Vivek Yadav, PhD

In previous posts, we saw how instance based methods can be used for classification and regression. In this post, we will investigate the performance of the k-nearest neighbor (KNN) algorithm for classifying images. The kNN classifier consists of two stages: - During training, the classifier takes the training data and simply remembers it - During testing, kNN classifies every test image by comparing to all training images and transfering the labels of the k most similar training examples - The value of k is cross-validated

** This post is based on CS231n course on using convolutional neural network for image classification. **

# Run some setup code for this notebook.

import random
import numpy as np
from cs231n.data_utils import load_CIFAR10
import matplotlib.pyplot as plt

# This is a bit of magic to make matplotlib figures appear inline in the notebook
# rather than in a new window.
%matplotlib inline
plt.rcParams['figure.figsize'] = (10.0, 8.0) # set default size of plots
plt.rcParams['image.interpolation'] = 'nearest'
plt.rcParams['image.cmap'] = 'gray'

# Some more magic so that the notebook will reload external python modules;
# see http://stackoverflow.com/questions/1907993/autoreload-of-modules-in-ipython
%load_ext autoreload
%autoreload 2
The autoreload extension is already loaded. To reload it, use:
  %reload_ext autoreload
# Load the raw CIFAR-10 data.
cifar10_dir = 'cs231n/datasets/cifar-10-batches-py'
X_train, y_train, X_test, y_test = load_CIFAR10(cifar10_dir)
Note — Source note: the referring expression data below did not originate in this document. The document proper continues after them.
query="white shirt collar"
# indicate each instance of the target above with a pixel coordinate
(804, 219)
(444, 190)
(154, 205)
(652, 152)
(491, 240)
# As a sanity check, we print out the size of the training and test data.
print 'Training data shape: ', X_train.shape
print 'Training labels shape: ', y_train.shape
print 'Test data shape: ', X_test.shape
print 'Test labels shape: ', y_test.shape
Training data shape:  (50000, 32, 32, 3)
Training labels shape:  (50000,)
Test data shape:  (10000, 32, 32, 3)
Test labels shape:  (10000,)
# Visualize some examples from the dataset.
# We show a few examples of training images from each class.
classes = ['plane', 'car', 'bird', 'cat', 'deer', 'dog', 'frog', 'horse', 'ship', 'truck']
num_classes = len(classes)
samples_per_class = 7
for y, cls in enumerate(classes):
    idxs = np.flatnonzero(y_train == y)
    idxs = np.random.choice(idxs, samples_per_class, replace=False)
    for i, idx in enumerate(idxs):
        plt_idx = i * num_classes + y + 1
        plt.subplot(samples_per_class, num_classes, plt_idx)
        plt.imshow(X_train[idx].astype('uint8'))
        plt.axis('off')
        if i == 0:
            plt.title(cls)
plt.show()
# Subsample the data for more efficient code execution in this exercise
num_training = 5000
mask = range(num_training)
X_train = X_train[mask]
y_train = y_train[mask]

num_test = 500
mask = range(num_test)
X_test = X_test[mask]
y_test = y_test[mask]
# Reshape the image data into rows
X_train = np.reshape(X_train, (X_train.shape[0], -1))
X_test = np.reshape(X_test, (X_test.shape[0], -1))
print X_train.shape, X_test.shape
from cs231n.classifiers import KNearestNeighbor

# Create a kNN classifier instance. 
# Remember that training a kNN classifier is a noop: 
# the Classifier simply remembers the data and does no further processing 
classifier = KNearestNeighbor()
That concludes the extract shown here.